Si une fermeture des frontières est annoncée par les élections convoquées par le Conseil électoral national (CNE) pour le dimanche 27 juillet, les habitants des zones frontalières et d’autres zones frontalières, ils espèrent qu’ils ne sont pas isolés par San Antonio del Táchira.
Fernanda Puentes, une voisine, a rappelé que lors des dernières élections, les responsables étaient stationnés au point de contrôle du peracal limité l’entrée du village héroïque pour les jours où la mesure de clôture dure.
Puentes a souligné que San Antonio reste le Venezuela, c’est pourquoi il ne devrait y avoir aucun obstacle à aller en ville pour faire une diligence.
«Pendant ces jours, ils ont juste autorisé les fonctionnaires qui travaillent dans la région et en cas d’urgence. À l’un, ils veulent demander une lettre de résidence pour vérifier que vous vivez dans une poire, les pièces jointes, les Dantas, le retour, le Mulera ou d’autres secteurs « , s’est-il plaint.

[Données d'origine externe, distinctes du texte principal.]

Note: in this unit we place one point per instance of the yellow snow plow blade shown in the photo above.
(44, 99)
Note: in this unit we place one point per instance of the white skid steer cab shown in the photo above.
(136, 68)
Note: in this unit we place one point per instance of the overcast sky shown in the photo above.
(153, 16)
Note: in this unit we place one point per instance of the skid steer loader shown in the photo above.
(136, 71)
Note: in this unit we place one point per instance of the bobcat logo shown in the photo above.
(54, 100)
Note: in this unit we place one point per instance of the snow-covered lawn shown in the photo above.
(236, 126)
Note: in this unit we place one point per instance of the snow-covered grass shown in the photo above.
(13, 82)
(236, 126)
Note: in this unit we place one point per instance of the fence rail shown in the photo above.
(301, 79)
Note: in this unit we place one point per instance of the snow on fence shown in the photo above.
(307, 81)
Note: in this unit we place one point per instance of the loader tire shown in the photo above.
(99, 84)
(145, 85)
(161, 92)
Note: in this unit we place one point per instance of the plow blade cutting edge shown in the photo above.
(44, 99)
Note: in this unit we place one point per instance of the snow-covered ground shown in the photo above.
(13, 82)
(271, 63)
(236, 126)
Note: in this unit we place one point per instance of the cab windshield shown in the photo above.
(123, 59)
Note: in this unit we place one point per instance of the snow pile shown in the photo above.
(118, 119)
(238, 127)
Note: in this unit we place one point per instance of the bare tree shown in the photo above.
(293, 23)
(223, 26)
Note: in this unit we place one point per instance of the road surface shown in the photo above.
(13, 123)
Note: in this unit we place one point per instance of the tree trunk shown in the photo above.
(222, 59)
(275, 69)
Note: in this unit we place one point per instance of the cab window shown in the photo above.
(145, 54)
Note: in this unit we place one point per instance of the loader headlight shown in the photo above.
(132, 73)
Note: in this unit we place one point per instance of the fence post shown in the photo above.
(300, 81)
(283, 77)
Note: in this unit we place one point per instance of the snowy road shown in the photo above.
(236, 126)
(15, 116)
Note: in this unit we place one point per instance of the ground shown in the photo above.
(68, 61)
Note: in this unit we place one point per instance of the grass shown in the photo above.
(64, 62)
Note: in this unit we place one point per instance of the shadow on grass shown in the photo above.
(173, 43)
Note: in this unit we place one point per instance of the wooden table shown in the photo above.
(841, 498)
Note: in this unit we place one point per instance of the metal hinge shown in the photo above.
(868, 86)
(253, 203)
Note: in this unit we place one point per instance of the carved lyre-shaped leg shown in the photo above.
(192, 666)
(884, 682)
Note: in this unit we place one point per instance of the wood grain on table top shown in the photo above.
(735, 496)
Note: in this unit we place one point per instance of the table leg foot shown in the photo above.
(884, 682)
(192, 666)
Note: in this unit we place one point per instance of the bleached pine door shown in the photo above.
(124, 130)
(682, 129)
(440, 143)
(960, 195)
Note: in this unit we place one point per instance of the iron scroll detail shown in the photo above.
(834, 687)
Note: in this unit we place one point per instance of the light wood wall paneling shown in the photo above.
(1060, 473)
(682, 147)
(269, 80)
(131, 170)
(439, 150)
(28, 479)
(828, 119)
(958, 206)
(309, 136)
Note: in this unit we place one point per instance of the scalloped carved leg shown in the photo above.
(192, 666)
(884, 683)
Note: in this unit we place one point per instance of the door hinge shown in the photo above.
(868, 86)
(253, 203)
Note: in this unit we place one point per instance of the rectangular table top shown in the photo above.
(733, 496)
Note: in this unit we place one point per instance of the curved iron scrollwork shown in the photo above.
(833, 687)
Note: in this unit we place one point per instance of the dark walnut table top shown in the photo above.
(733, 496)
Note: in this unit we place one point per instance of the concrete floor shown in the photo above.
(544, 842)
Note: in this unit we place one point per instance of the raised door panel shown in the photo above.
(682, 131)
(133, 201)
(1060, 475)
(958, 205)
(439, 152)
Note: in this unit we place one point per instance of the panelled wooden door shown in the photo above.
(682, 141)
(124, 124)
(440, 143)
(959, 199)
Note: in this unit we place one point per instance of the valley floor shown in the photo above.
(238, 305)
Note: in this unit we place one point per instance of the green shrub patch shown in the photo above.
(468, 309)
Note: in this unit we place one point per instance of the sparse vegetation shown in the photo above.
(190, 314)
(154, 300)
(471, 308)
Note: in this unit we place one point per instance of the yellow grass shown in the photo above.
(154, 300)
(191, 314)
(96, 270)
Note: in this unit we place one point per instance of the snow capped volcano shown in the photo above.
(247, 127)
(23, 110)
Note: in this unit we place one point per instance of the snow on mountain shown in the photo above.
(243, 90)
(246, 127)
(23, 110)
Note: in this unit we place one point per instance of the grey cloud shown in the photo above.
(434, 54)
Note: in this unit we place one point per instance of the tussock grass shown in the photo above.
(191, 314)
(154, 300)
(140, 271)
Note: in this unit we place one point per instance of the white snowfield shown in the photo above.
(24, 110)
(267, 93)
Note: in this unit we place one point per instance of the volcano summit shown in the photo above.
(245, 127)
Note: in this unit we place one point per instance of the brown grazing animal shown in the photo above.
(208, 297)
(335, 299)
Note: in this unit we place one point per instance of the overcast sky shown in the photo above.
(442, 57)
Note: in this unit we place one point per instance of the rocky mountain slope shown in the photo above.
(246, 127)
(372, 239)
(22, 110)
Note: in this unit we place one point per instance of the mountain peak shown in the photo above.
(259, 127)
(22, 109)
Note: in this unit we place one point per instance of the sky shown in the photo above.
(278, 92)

Il espère également que l’annonce de la fermeture des frontières, sera terminée, prendra le temps d’empêcher les voyageurs bloqués en perachal. «Aux élections de mai, ils ont dû dormir à l’extérieur pendant quatre jours ou plus. Il y avait plusieurs enfants « , a-t-il déclaré.
Dans l’axe de San Antonio del Táchira – Ureña, les habitants exhortent les autorités nationales à « s’ils ont l’intention de fermer les frontières pour les élections dimanche, ils ne le font pas pendant tant de jours. La dernière fois, c’était quatre jours et cela affecte notre dynamique avec la Colombie ».